- 21,3 Prozent der Frauen ab 65 Jahren sind laut Armutsbericht 2025 armutsgefährdet
- 13,3 Millionen Menschen in Deutschland gelten als arm — Rentner überdurchschnittlich betroffen
- 19 Fragen zu Rentenhöhen, Grundsicherung und Beschäftigung in NRW und bundesweit
Hintergrund iDieser Beitrag bezieht sich auf BT-Drs. 21/7115 und gibt den Inhalt der Drucksache zusammenfassend wieder. Die inhaltliche Verantwortung liegt beim jeweiligen Verfasser der Drucksache. Der Beitrag spiegelt nicht notwendigerweise die Meinung des Seitenbetreibers wider.
Der Paritätische Gesamtverband hat in seinem Armutsbericht 2026 dokumentiert, dass die Zahl der armen Menschen in Deutschland im Jahr 2025 auf über 13,3 Millionen gestiegen ist. Personen ab 65 Jahren sind dabei überproportional betroffen. Im 9. Altersbericht der Bundesregierung (BT-Drs. 20/14450) werden die Einkommensunterschiede zwischen Männern und Frauen im Alter auf die geschlechterspezifische Aufteilung von Erwerbs- und Sorgearbeit zurückgeführt. Die Anfrage der Linken bezieht sich zudem auf eine frühere Auskunft des Bundesarbeitsministeriums (BT-Drs. 21/3685, Frage 77), wonach die Renten von Frauen in Westdeutschland mit steigender Kinderzahl sinken.

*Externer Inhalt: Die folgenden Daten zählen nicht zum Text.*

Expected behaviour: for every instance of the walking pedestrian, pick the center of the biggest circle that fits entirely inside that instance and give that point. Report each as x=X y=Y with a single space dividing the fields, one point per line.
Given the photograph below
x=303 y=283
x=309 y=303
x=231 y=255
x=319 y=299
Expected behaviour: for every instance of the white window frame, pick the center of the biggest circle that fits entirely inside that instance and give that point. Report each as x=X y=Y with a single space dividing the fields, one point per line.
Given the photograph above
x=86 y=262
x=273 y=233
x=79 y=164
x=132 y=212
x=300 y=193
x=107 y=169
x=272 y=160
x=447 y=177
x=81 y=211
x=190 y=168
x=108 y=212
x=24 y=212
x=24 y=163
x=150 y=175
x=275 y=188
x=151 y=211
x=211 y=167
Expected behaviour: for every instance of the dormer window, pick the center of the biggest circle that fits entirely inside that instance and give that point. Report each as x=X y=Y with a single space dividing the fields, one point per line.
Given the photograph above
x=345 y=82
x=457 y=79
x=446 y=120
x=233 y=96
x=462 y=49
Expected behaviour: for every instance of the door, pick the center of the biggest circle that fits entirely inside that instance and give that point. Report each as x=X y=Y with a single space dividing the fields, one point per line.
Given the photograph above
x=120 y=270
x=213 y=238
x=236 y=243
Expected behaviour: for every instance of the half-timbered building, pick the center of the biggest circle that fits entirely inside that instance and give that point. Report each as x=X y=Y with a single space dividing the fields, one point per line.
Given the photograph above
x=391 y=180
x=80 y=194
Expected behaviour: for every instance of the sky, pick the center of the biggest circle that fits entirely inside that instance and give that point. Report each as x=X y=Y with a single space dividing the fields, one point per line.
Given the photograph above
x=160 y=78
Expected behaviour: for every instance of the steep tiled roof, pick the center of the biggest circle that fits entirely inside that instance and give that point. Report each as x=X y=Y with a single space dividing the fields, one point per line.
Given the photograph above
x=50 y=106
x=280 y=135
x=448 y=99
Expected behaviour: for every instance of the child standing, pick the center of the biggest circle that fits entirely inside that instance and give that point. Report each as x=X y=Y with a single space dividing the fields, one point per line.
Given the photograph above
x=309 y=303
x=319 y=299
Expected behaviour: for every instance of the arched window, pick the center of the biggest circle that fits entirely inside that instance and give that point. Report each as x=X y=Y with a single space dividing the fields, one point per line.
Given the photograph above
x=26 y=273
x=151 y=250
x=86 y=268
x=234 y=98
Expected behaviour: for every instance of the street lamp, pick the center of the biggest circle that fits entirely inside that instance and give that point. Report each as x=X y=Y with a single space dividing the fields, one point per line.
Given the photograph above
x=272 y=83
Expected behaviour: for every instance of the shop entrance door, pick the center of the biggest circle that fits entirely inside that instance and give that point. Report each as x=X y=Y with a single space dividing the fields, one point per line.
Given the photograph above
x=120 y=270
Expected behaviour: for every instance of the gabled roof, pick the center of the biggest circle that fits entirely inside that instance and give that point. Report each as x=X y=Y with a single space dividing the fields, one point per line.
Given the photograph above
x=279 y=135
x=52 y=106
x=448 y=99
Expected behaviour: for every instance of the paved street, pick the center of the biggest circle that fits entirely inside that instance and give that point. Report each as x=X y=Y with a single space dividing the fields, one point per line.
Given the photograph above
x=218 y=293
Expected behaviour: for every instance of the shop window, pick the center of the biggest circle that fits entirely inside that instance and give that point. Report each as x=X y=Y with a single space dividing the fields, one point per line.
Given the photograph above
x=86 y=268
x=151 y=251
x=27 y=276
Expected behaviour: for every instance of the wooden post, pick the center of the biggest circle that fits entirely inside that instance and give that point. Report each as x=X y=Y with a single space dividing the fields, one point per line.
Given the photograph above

- 21,3 % — Armutsquote von Frauen ab 65 Jahren in Deutschland laut Paritätischem Armutsbericht 2026
- 17,3 % — Armutsquote von Männern ab 65 Jahren zum Vergleich (laut gleichem Bericht)
- 13,3 Millionen — Armutsbetroffene in Deutschland insgesamt im Jahr 2025 laut Paritätischem Armutsbericht
- 1.446 Euro — Schwellenwert der Nettorente, nach dem die Anfrage die Rentner aufteilen lässt (Frage 4)
- 19 Fragen — Umfang der Kleinen Anfrage zu Altersarmut und Alterssicherung in NRW und bundesweit
Im Detail
„das Resultat einer oftmals noch traditionellen geschlechterspezifischen Aufteilung der Erwerbs- und Sorgearbeit in der BRD“
— Vorbemerkung BT-Drs. 21/7115, Zitat aus 9. Altersbericht der Bundesregierung (BT-Drs. 20/14450, S. 59)
Mehr als jede fünfte Frau ab 65 Jahren in Deutschland ist armutsgefährdet — das zeigt der Paritätische Armutsbericht 2026, auf den sich die Kleine Anfrage BT-Drs. 21/7115 der Fraktion Die Linke stützt. Die Armutsquote von Frauen dieser Altersgruppe liegt demnach bei 21,3 Prozent, die der Männer bei 17,3 Prozent. Insgesamt gelten in Deutschland über 13,3 Millionen Menschen als arm. Die Anfrage wurde am 9. Juli 2026 von Heidi Reichinnek, Sören Pellmann und weiteren Abgeordneten der Linken unterzeichnet und am 13. Juli 2026 als Drucksache 21/7115 veröffentlicht.
Altersarmut in NRW: Was die Anfrage konkret will
Mit 19 detaillierten Fragen verlangt die Fraktion Die Linke von der Bundesregierung ein umfassendes Datenbild zur Altersarmut in Nordrhein-Westfalen und Deutschland — jeweils aufgeschlüsselt nach Geschlecht sowie nach alten und neuen Bundesländern. Gefragt wird unter anderem nach der Entwicklung der Pflichtversicherten in der gesetzlichen Rentenversicherung im Verhältnis zur Zahl der Rentnerinnen und Rentner, nach den durchschnittlichen Rentenzahlbeträgen in den Jahren 2015 und 2025 sowie nach der Entwicklung der Grundsicherungsfälle im Alter und bei Erwerbsminderung. Ein besonderer Fokus liegt auf der Frage, wie viele Rentner trotz 40 oder 45 Versicherungsjahren eine Nettorente von unter 1.446 Euro erhalten.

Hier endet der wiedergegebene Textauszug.